Pour être le plus pertinent, un philosophe doit-il puiser très loin en lui? C.C.: Un philosophe ou quelqu’un qui pense peut partager une expérience de vie uniquement s’il sent que cela va permettre d’aller vers l’universel, le commun. J’ai déjà vu Robert ou Raphaël relater une expérience personnelle publiquement parce que cela permettait d’apporter quelque chose. Mais il ne m’arrivera jamais de livrer une expérience intime ou personnelle simplement pour la déballer. R.M.: Tu peux livrer une réflexion ou expérience personnelle à condition que ce soit un matériau pour une réflexion commune aboutie.

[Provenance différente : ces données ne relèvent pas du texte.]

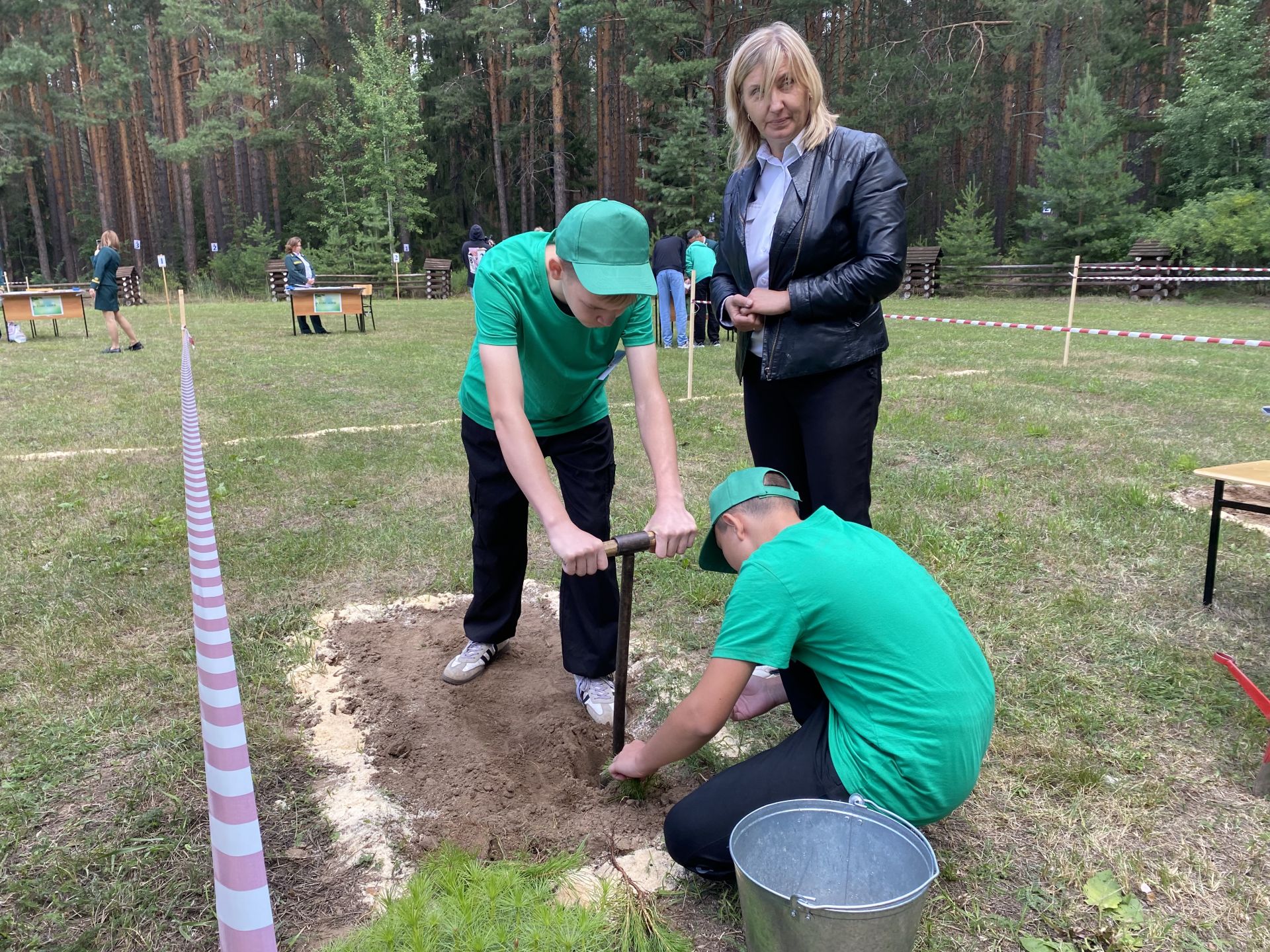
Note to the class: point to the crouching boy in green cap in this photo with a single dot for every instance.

La limite du propos étant de ne pas blesser d’une certaine manière? R.M.: Cela ne nous est pas arrivé alors que nous n’avons évité aucun problème. R. Z.-O.: Nous avons notamment parlé de la question du genre et cela s’est très bien passé à Monaco. R.M.: Mais derrière il y a un travail considérable. Cela fait vantard de le dire mais notre catalogue est unique au monde. R. Z.-O.: Je confirme. R.M.: Il y a des sommets de philosophie, des colloques, mais pas de spécialistes insérés dans la cité comme nous le faisons en allant dans les lycées, écoles, hôpitaux, parler avec des entrepreneurs et managers aussi. Les gens ont fini par comprendre que la question n’est pas d’exhiber sa propre intimité mais de collectivement comprendre ce qu’est l’intimité. C.C.: Mais parfois, attention, il peut arriver sur des sujets sensibles, et nous sommes prêts à l’accueillir, qu’il y ait des personnes qui poussent un cri, qui expriment quelque chose d’extrêmement personnel. Certaines situations intimes peuvent révéler quelque chose de très important pour le collectif. C’est une occasion pour certaines personnes d’avoir une voix. R. Z.-O.: C’est le lien que nous maintenons avec l’espace démocratique. Nous sommes philosophes et profondément attachés à la démocratie, à l’espace du dialogue et à la rencontre.